Doric - there was a lot of hype about this one in the British press and whilst the playing is gorgeous and the ensemble/ intonation is perfect the recording is much too low and the the Doric are much too delicate for me, especially in the 3rd movement.
Gaggini - close, dry recording but a brisk and captivating effort with a greater sense of urgency and some lovely, expressive playing. Technically not as sound as some others but they thoroughly convinced me with their enthusiasm.
Spiegel - if a sweet tone is your desire this will leave you eminently satisfied. There's some delightful first violin playing and MDG's sound is its usual high quality.
Manfred - colour and texture are exquisite in this account. This is a reading rich in ensemble and articulation and with fine recorded sound.
Ensemble Cesar Franck - I held out little hope for this one (I've never heard of the ensemble) but the pacing, crisp lines and depth of sound thoroughly impressed me.

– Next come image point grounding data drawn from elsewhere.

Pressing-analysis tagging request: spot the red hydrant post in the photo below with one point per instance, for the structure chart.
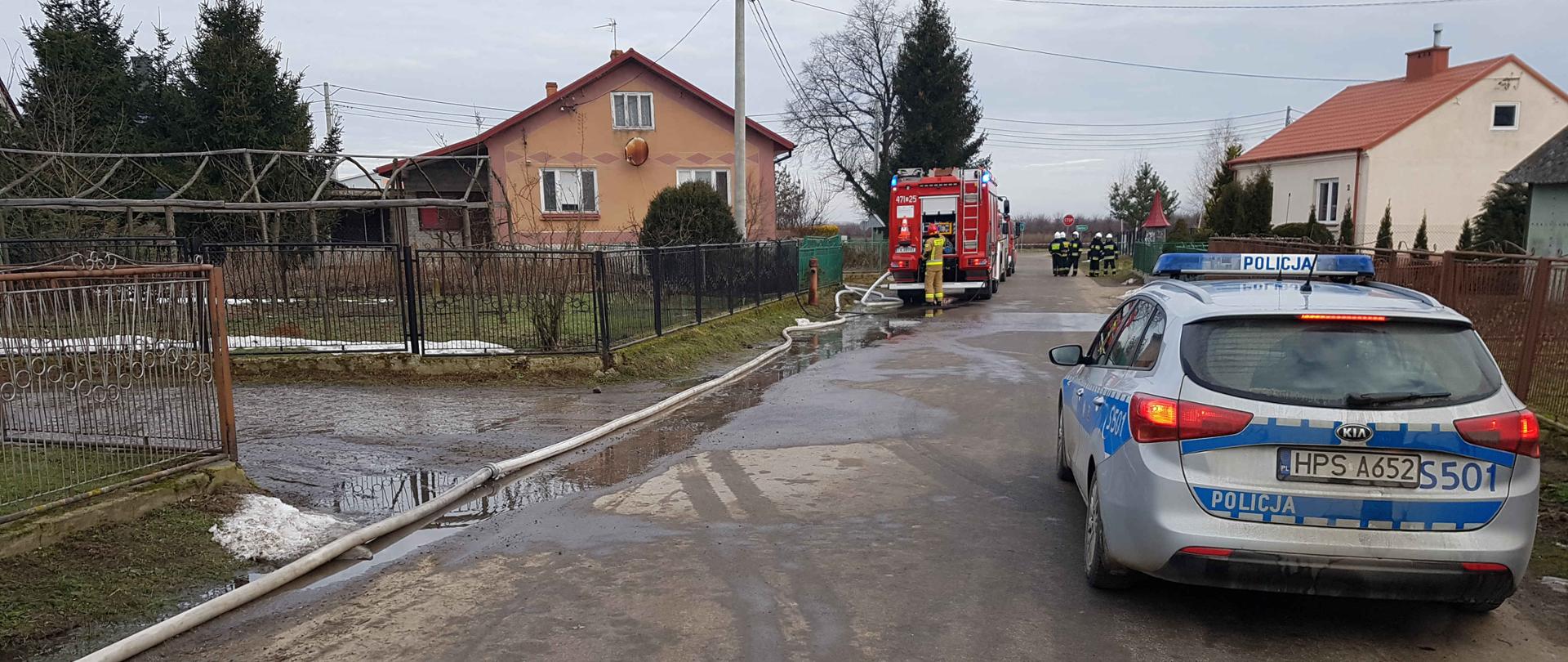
(811, 297)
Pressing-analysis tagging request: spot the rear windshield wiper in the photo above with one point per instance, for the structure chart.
(1392, 397)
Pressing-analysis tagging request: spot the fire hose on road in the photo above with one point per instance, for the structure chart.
(204, 612)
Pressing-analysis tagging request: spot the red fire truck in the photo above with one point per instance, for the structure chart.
(966, 211)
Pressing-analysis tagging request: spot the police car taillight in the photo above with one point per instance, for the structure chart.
(1155, 419)
(1319, 317)
(1515, 432)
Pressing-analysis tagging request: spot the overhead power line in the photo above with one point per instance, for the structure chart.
(1321, 5)
(688, 32)
(1138, 124)
(1089, 58)
(427, 101)
(405, 119)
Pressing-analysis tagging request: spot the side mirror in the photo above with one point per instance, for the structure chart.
(1067, 355)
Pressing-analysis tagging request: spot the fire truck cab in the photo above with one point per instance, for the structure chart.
(966, 211)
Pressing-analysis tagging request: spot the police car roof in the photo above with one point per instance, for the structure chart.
(1228, 297)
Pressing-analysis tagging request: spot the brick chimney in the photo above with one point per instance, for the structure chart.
(1428, 61)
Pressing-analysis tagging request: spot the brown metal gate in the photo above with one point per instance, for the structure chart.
(114, 372)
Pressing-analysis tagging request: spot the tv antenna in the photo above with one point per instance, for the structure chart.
(615, 37)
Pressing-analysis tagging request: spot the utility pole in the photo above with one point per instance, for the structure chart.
(739, 181)
(327, 95)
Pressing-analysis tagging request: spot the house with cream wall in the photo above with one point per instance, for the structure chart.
(1429, 143)
(584, 163)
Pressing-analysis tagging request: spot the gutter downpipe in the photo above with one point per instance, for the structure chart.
(1355, 203)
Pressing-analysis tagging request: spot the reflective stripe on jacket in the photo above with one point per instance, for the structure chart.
(933, 252)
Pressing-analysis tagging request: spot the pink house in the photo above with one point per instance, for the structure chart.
(582, 163)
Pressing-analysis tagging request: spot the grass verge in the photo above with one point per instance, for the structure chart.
(1551, 535)
(684, 351)
(117, 573)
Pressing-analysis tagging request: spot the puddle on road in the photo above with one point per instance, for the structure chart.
(375, 496)
(381, 494)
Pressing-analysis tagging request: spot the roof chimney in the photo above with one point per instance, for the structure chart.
(1426, 63)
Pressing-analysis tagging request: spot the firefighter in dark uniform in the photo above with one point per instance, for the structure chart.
(1058, 252)
(1075, 253)
(933, 264)
(1107, 256)
(1094, 254)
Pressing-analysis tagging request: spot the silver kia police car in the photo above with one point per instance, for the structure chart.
(1302, 430)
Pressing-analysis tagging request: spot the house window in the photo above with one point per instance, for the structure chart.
(632, 110)
(714, 177)
(571, 190)
(439, 218)
(1327, 201)
(1504, 116)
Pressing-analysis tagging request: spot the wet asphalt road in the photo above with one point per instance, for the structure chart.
(884, 493)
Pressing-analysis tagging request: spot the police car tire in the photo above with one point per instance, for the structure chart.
(1098, 568)
(1063, 467)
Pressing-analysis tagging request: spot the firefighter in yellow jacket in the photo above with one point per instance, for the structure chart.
(933, 264)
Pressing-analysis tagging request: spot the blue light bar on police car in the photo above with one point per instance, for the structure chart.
(1258, 264)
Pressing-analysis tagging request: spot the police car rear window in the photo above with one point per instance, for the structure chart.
(1341, 365)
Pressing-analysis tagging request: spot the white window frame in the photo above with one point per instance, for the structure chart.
(620, 119)
(552, 177)
(1330, 204)
(1515, 116)
(687, 175)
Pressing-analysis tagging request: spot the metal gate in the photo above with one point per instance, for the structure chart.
(115, 372)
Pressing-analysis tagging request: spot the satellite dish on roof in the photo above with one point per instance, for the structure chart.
(637, 151)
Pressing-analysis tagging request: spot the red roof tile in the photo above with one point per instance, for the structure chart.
(571, 88)
(1363, 115)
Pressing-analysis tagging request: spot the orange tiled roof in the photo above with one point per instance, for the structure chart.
(1363, 115)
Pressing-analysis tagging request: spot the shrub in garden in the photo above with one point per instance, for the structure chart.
(688, 214)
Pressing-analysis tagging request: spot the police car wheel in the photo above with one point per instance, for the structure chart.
(1098, 568)
(1063, 467)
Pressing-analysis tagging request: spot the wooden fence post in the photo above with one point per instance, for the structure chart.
(221, 370)
(1529, 350)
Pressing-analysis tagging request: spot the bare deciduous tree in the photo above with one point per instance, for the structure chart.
(844, 107)
(799, 204)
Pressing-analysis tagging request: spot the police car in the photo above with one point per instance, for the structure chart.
(1305, 430)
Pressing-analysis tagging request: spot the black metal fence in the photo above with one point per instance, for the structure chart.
(383, 297)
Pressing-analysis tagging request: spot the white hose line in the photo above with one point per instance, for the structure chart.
(204, 612)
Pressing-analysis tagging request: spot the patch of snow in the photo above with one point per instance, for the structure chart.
(88, 344)
(448, 347)
(270, 530)
(243, 342)
(1557, 584)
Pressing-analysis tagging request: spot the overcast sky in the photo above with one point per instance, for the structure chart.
(501, 52)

Quatuor Athenaeum-Enesco - as above, this group know how to pace this quartet and play out of their skins, giving me a huge surprise.

Top Pick

Via Nova (1970)
- over 50 years old but it beats the rest hands-down for me. The Via Nova aren't afraid to put a bit of backbone into Chausson's wishy-washiness and imbue every bar with strong phrasing. The analogue sound may not be as crystal clear as the newer recordings but the immediacy wins every time . Beauty and strength combined and a 3rd movement that leaves the opposition in its trail.